One of the Bible verses that particularly struck me at a young age goes: “And further, by these, my son, be admonished: of making many books there is no end; and much study is a weariness of the flesh” Ecclesiastes 12:12. This is particularly poignant for me as I have been an avid book reader on all sorts of subjects, “sacred and secular”, from a very young age, right up to the present day. One of my early skirmishes into the blogosphere was to write about my ten favourite books and I had this in mind to share when a monthly “Friends on Friday” group I sometimes attend recently invited members to talk about a book that had inspired them.
In my dotage, I continue to maintain a love affair with books, although concentration levels are less and I tend to dabble and delve into manifold stuff a lot more than I used to rather than focus on a specific work cover to cover. I cannot resist devouring some or other book (several at the same time), on a whole range of subjects and viewpoints. My house is full of them and, if I were to be indulged, I would love to build a library to house the books I have and the books I would like to have. But life is too short and there is a balance to be struck between being a good person and saving the world and reading about something that is edifying in some way, providing an important insight hitherto unrealized or just telling us something worth knowing, to which, to echo the Preacher, “there is no end”. But I should add the latter more subliminal activity helps the former more down to earth one. I should also add the caveat that there is an increasing amount of reading I do online as well as in periodicals.

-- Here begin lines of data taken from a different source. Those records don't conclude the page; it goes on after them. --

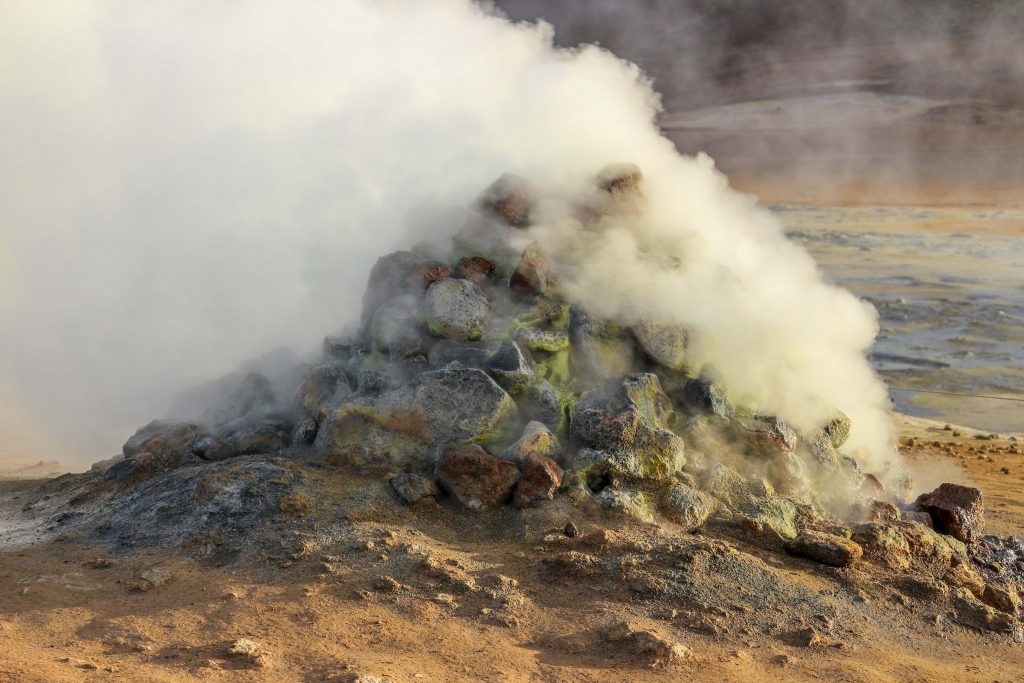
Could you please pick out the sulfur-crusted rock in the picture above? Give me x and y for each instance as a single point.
(320, 385)
(955, 510)
(599, 348)
(403, 426)
(540, 478)
(413, 487)
(825, 548)
(626, 502)
(510, 368)
(536, 438)
(542, 340)
(689, 507)
(883, 544)
(158, 447)
(397, 273)
(456, 308)
(475, 477)
(470, 354)
(530, 275)
(666, 344)
(474, 268)
(698, 395)
(394, 327)
(838, 429)
(624, 426)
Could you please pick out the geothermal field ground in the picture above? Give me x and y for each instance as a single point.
(394, 342)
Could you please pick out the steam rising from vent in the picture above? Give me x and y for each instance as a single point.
(186, 185)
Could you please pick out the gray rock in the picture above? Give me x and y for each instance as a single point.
(626, 502)
(404, 426)
(397, 273)
(599, 348)
(475, 477)
(545, 403)
(728, 485)
(540, 477)
(510, 368)
(321, 384)
(394, 327)
(666, 344)
(626, 421)
(251, 396)
(530, 275)
(825, 548)
(701, 396)
(689, 507)
(413, 487)
(470, 354)
(210, 447)
(456, 308)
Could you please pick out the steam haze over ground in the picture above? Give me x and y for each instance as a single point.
(188, 185)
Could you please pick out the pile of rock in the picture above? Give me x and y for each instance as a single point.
(473, 378)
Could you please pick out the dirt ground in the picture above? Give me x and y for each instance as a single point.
(483, 610)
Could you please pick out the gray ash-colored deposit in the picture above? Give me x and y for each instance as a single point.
(474, 400)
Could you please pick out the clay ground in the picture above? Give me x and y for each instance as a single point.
(500, 611)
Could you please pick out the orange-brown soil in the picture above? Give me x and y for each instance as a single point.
(471, 605)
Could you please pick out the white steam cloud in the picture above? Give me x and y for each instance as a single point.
(188, 184)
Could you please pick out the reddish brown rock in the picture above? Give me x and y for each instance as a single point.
(530, 275)
(475, 477)
(955, 510)
(509, 198)
(474, 268)
(540, 478)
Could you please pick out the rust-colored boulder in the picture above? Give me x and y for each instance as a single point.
(474, 268)
(475, 477)
(540, 478)
(530, 275)
(508, 197)
(955, 510)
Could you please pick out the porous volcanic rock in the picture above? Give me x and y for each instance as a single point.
(413, 487)
(626, 421)
(530, 275)
(600, 348)
(665, 343)
(955, 510)
(540, 478)
(456, 308)
(403, 426)
(476, 478)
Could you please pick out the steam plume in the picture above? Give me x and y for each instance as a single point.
(188, 184)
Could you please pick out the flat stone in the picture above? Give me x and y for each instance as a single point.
(825, 548)
(413, 487)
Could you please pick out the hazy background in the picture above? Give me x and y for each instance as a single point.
(835, 100)
(187, 185)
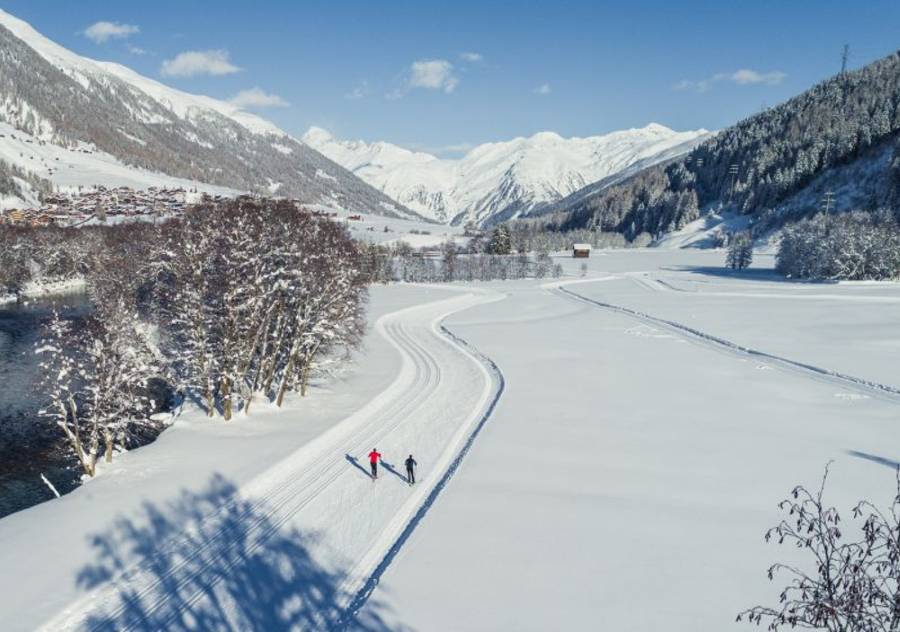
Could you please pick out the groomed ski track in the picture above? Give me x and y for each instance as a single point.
(434, 408)
(858, 384)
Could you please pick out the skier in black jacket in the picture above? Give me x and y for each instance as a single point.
(411, 470)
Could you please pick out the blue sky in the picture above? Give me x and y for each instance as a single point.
(442, 76)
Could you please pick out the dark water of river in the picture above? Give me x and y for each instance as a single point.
(29, 445)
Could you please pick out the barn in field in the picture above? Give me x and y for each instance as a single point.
(581, 251)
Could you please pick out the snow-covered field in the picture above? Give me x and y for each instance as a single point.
(629, 472)
(623, 481)
(503, 179)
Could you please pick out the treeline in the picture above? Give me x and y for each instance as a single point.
(533, 236)
(9, 186)
(243, 300)
(853, 246)
(403, 263)
(760, 162)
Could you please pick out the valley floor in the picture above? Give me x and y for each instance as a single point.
(650, 417)
(631, 469)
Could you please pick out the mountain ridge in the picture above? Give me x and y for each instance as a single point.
(500, 180)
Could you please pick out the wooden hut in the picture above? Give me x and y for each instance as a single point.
(581, 251)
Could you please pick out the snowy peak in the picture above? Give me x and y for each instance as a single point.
(58, 100)
(501, 180)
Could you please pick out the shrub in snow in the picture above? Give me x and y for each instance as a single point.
(847, 585)
(852, 246)
(740, 251)
(500, 241)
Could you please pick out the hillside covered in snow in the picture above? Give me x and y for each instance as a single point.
(499, 181)
(145, 133)
(834, 147)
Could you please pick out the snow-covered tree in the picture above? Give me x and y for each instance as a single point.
(500, 243)
(740, 251)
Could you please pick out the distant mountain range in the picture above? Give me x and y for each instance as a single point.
(499, 181)
(66, 120)
(832, 148)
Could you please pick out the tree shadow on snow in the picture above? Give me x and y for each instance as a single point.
(214, 561)
(390, 468)
(875, 459)
(355, 463)
(767, 275)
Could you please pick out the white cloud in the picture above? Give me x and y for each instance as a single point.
(358, 92)
(194, 62)
(257, 98)
(433, 74)
(743, 77)
(103, 31)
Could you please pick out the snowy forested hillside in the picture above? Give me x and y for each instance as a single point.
(54, 97)
(841, 136)
(498, 181)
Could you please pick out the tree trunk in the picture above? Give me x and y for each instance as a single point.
(304, 379)
(226, 399)
(283, 386)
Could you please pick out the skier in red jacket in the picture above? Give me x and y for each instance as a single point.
(374, 457)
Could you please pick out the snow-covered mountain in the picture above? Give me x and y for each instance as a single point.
(87, 115)
(498, 181)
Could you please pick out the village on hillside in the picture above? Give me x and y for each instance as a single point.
(70, 208)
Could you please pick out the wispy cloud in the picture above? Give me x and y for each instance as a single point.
(103, 31)
(428, 74)
(358, 92)
(744, 76)
(433, 74)
(256, 98)
(194, 62)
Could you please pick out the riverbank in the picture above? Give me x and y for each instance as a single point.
(42, 289)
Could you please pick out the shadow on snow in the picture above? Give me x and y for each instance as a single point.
(213, 561)
(875, 459)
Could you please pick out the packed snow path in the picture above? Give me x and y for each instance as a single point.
(862, 385)
(437, 400)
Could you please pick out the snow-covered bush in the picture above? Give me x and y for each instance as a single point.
(852, 246)
(848, 584)
(740, 251)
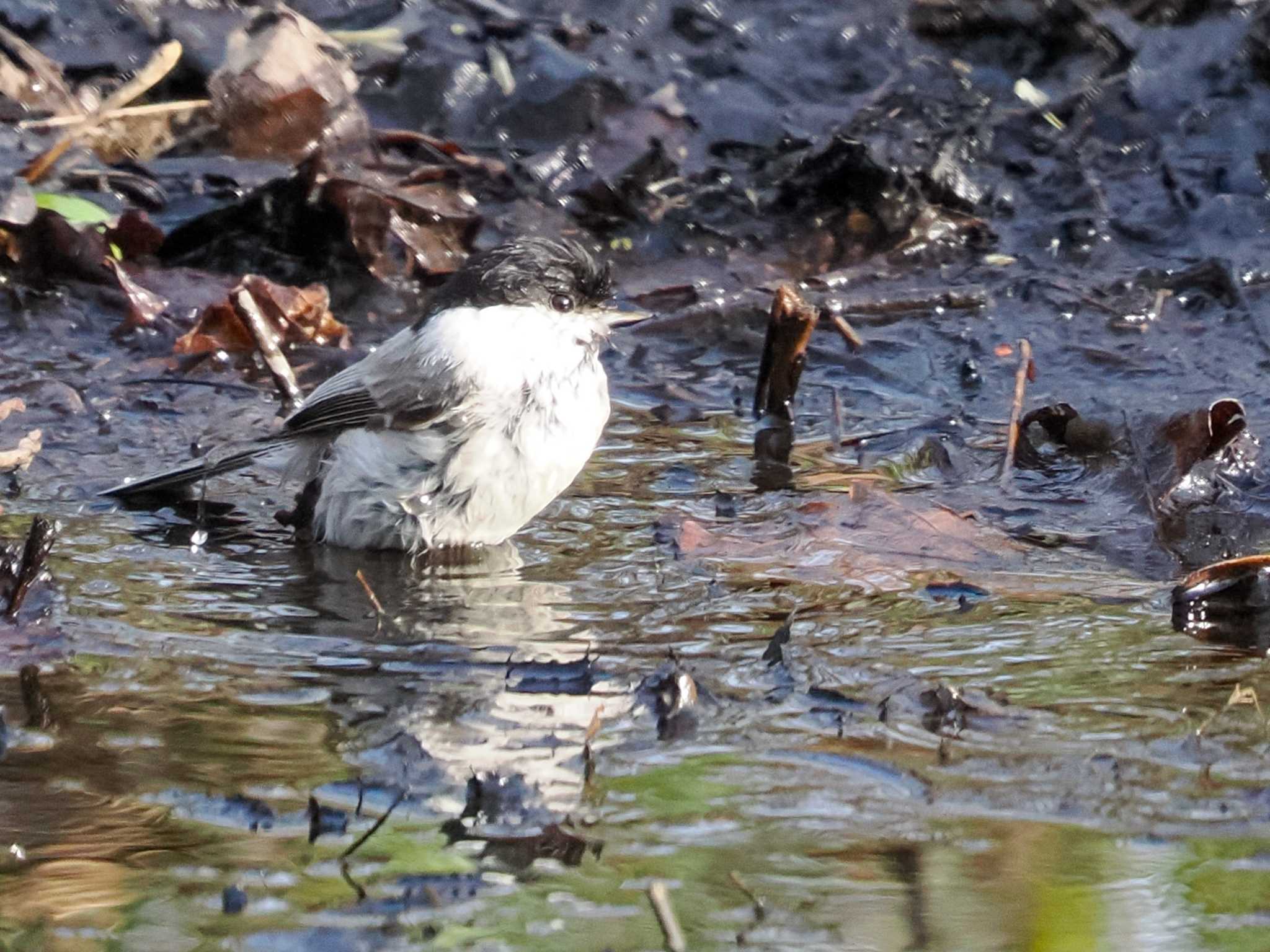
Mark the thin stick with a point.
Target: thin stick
(375, 827)
(283, 377)
(760, 907)
(1016, 410)
(158, 66)
(660, 899)
(375, 601)
(854, 340)
(58, 122)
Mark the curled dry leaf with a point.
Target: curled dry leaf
(299, 315)
(144, 306)
(1227, 602)
(286, 89)
(22, 455)
(399, 230)
(1213, 451)
(50, 249)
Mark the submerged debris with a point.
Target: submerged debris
(1227, 602)
(286, 89)
(23, 566)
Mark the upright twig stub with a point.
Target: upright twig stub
(660, 899)
(1016, 409)
(789, 329)
(267, 342)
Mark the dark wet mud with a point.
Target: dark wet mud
(877, 696)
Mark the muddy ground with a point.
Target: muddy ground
(878, 696)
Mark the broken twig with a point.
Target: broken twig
(1016, 410)
(158, 66)
(660, 899)
(789, 330)
(756, 901)
(266, 339)
(375, 827)
(843, 327)
(375, 601)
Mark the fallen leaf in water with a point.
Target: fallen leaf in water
(22, 566)
(50, 249)
(873, 539)
(29, 446)
(17, 201)
(299, 315)
(144, 306)
(333, 218)
(556, 842)
(1227, 602)
(401, 230)
(135, 235)
(286, 89)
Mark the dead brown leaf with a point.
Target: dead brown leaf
(299, 315)
(286, 89)
(144, 306)
(20, 456)
(399, 230)
(877, 540)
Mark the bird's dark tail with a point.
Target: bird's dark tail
(187, 475)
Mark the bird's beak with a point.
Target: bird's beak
(621, 311)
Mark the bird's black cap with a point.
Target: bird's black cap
(528, 271)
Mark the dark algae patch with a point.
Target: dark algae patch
(915, 598)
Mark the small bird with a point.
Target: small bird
(460, 428)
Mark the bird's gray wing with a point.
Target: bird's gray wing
(399, 386)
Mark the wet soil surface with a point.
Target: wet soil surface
(978, 729)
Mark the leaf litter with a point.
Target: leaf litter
(1076, 214)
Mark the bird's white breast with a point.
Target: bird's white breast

But going back to my Friends on Friday visit, the leader of the session decided that rather than each person present talk about his or her book, that we would divide into groups and discuss in the group the books that each member had. My group comprised three old dears and me, and it was an agreeable experience. One had an old copy of Hans Christian Anderson’s Fairy Tales, full of beautiful illustrations, which resonated with some of my childhood upbringing. Another had a biography on the World War 1 nurse heroine, Edith Cavell, who achieved so much but was shot as a spy before the war ended. The third had a book, also beautifully illustrated, that told the story of Mary Jones and her Bible and was a nineteenth century work that had been a prize presented to one of her ancestors. By the time we got through all this, we had run out of time and I didn’t even get to share my book. It was a bizarre and provocative choice that might not have resonated with my fellow group members so it may have been just as well. My book was “General and Inorganic Chemistry for University students”, which I read in part as a 15 year old and was part of my fascination with the notion that everything in the universe was made up of one or more (then it was 103) elements and was something I often referred to. I couldn’t help feeling after attending this session that there are many more books I would like to read. For example, our leader mentioned how in 1899 Joshua Slocombe published his account of the epic voyage in “Sailing Alone Around the World”, and upon reading some excepts I saw yet another book to be added to my “to read” list!
I wanted to use this opportunity to review two of my latest reads, but since I have yet to complete them this will have to wait until a sequel to this post, but completing these and others on the go will be among my next tasks after posting here. I am grateful that I still have my faculties and the time and opportunity to read all sorts of informative, inspirational and interesting matter. Some of that reading should be by those who present alternative perspectives and take one out of one’s comfort zone. I think one of the upshots of doing this is I have more to bring to the party, am a more interesting person and can impart wisdom and knowledge that would not otherwise be the case. It is regrettable, I feel, that people do not read anywhere near enough and are satisfied with sound bites and being drip fed skewed stuff from those with prejudice and an agenda. A few years back, I recall listening to a self taught black African pastor talking about the virtues of reading. He concluded readers make leaders and in this day we are now living in there is a dearth of leaders who can help show the way for the next generation.